Mein Liebe ( Eve )

38 6 7
                                    

1er juillet 1944, Saint Nazaire de Ladarez, Hérault, Languedoc-Roussillon, France.

Je ne savais pas ce qu'était la définition du mot amour avant que je ne le rencontre. Lui, ce sous officier devenu quasiment général, mon colocataire forcé, mon âme sœur, Hans Leyers. Je n'ai jamais aimé personne ce type d'amour. Ce genre d'amour fou et intense, qui m'a poussé dans mes retranchements, m'a fait être la meilleure version de moi-même comme la pire. Il m'a appris à être une femme, à être indépendante et à être forte. Je l'aime, je n'ai pas eu le coup de foudre pour Hans mais cela a été progressif jamais trop brutal. Il ne s'est jamais montré comme la vilaine vermine nazie à mes côtés, sans savoir pourquoi, je suis tombée sous son charme jour après jour.

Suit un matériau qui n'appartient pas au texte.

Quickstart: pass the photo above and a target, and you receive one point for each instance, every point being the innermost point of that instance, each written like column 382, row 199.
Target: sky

Je ne peux pas croire à ce qu'il revienne pas, cela fait cinq mois que je ne l'ai pas vu. Que je n'ai pas pu le regarder, le voir me sourire, que je n'ai pas pu sentir son amour entre ses bras, tout comme le mélange explosif de nos lèvres. Il me manque, l'homme sous l'uniforme d'Oberfürher me manque plus que tout au monde. Dieu sera avec lui, Hans me sera ramené tout comme à sa famille et à Marinus.
Je ne peux pas croire que le Seigneur ait fourni un tel destin à l'homme que j'aime, pas en ayant vu toutes les bonnes actions que celui-ci a accompli c'est impossible. Si même le Créateur se met dos aux Résistants, qu'en est-il de cet avenir ?

Il n'est que 13h quand je suis sortie de chez moi comme tous les jours de cette stupide routine installée depuis le départ d'Hans. Je vais chercher le pain, je rentre, j'étudie, je vais résister. Et c'est reparti, tous les jours, sans relâche, jusqu'à ce que je le vois sur le pas de la porte face à moi.
Je suis passée sur la place, ignorant les remarques incessantes des soldats sur tout ce que je suis, leurs regards et leurs sifflements sont tout juste affreux. Je peine à les supporter. Je suis montée jusqu'à la place de l'église où je suis allée chercher une fine baguette de pain.

《Ma petite Eve attends !
- Oui Madame Moutou ?
- Ne me donne pas cet argent va.
- Si j'insiste les temps sont durs.
- Je suis déjà une vieille défraîchie, garde les, prends mon pain et va t'en sans que les nazis te voient ! Je serai morte dans pas longtemps.
- Je...
- Allez ! Bonne journée ma petite et que Dieu te bénisse.
- Merci. Amen. 》

Je suis sortie le cœur serrée par la bienveillance de cette femme. Je la connais depuis que je suis née, c'est la dernière figure stable du village qui survit je ne sais comment face à la barbarie des Boches. Je lui rendrai la pareille pour tous ces pains gratuits que je lui ai mangé.

《Fräulein Dechambord ! 》

J'aurais reconnu la voix de Marinus parmi mille depuis que j'ai vu quel homme il est en réalité.
Je l'ai rejoint à l'entrée de la Kommandantur. Ma surprise a été bien grande en le voyant ainsi tout seul, lui qui normalement toujours encadré par ses deux Einsatzgruppen privés, cela fait drôle.
Or, l'Oberstgruppenfürher Strauss-Kahn est à chaque fois sérieux, droit, irréprochable et inabordable. Beaucoup de français qui sont partis avaient très peur de cet homme.

《Que puis-je faire pour vous Général ?
- Écoutez moi bien je vais vous dire quelque chose de très important.
- D'accord.
- Vous connaissez Maxence Dubois ?
- Oui.
- Tenez, une lettre de sa part venant de Pologne. Lisez la que dans une semaine pile poil, me dit-il rapidement comme s'il allait s'envoler.
- D'accord merci beaucoup Général.
- Bonne journée Fräulein. 》

J'ai continué ma route jusqu'à chez moi, tenant fermement ce bout de papier si précieux entre mes doigts. J'ai hésité à ouvrir la lettre, très intriguée par la lettre de Maxence. À chaque fois qu'il m'écrit, c'est pour me faire part d'une nouvelle tragique.
J'ai résisté et fourré l'enveloppe tamponnée de je ne sais quel pays. Je suis remontée chez moi, enlevant mon petit cardigan, je me suis allongée sur un transat et pris le soleil durant tout l'après-midi.